In der Luft blieb ich nicht lange allein.

Am Vormittag des fünften September, bei unfreundlichem Wetter, mit tiefhängenden Wolken, hörten wir plötzlich das Brummen eines Motors, und ich lief aus dem Hause, um zu sehen, was los sei. Und schon schoß dicht über unseren Köpfen ein riesiger Doppeldecker aus den Wolken. Ich war sprachlos. Und wie gebannt schaute ich dem Gespenste nach. Bald jedoch krachten die ersten Bombenexplosionen, und nun gewahrte ich auch die großen roten Bälle unter den Tragflächen des Flugzeuges.

Also ein Japaner!

Ich muß sagen, mir war eigenartig zumute, als ich den riesigen feindlichen Kollegen so dicht über meinem Kopfe dahinschweben sah. Das konnte ja für die Zukunft eine heitere Geschichte werden!
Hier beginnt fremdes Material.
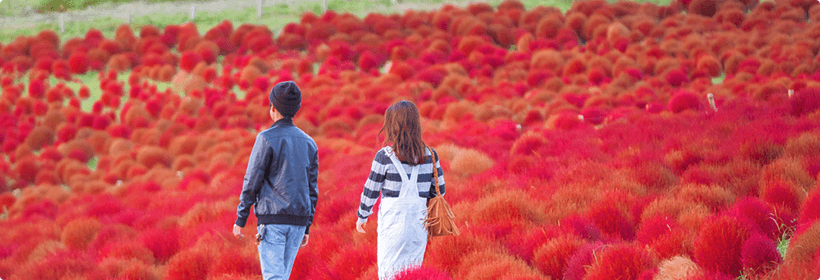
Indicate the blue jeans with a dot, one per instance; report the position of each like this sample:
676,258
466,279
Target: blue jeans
278,249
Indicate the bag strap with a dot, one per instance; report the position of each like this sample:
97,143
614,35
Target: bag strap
435,171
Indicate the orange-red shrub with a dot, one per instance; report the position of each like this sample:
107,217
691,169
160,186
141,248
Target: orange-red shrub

Für Tsingtau war das Erscheinen des feindlichen Fliegers eine höchst unangenehme Überraschung. Daß die Japaner auch Flugzeuge mitbringen würden, das hatte keiner erwartet.

Im ganzen hatten die Japaner im Laufe der Belagerung acht Flugzeuge, darunter vier ganz hervorragend große Wasserdoppeldecker, um die ich die Japse herzlichst beneidete.

Wie oft habe ich in den nächsten Wochen, wenn die wunderschönen, neuen, großen Wasserdoppeldecker der Japaner die Stadt umkreisten, sehnsüchtig nach oben geschaut und mir solch ein Ding herabgewünscht.

Fliegen taten die Japaner sehr gut, und mit außerordentlichem Schneid, das muß man ihnen lassen.

Ein Segen, daß ihr Bombenwerfen nicht ebensogut war, sonst hätte es bös was für uns abgegeben.

Die japanischen Fliegerbomben waren stark, neuester Konstruktion und von ganz bedeutender Sprengwirkung.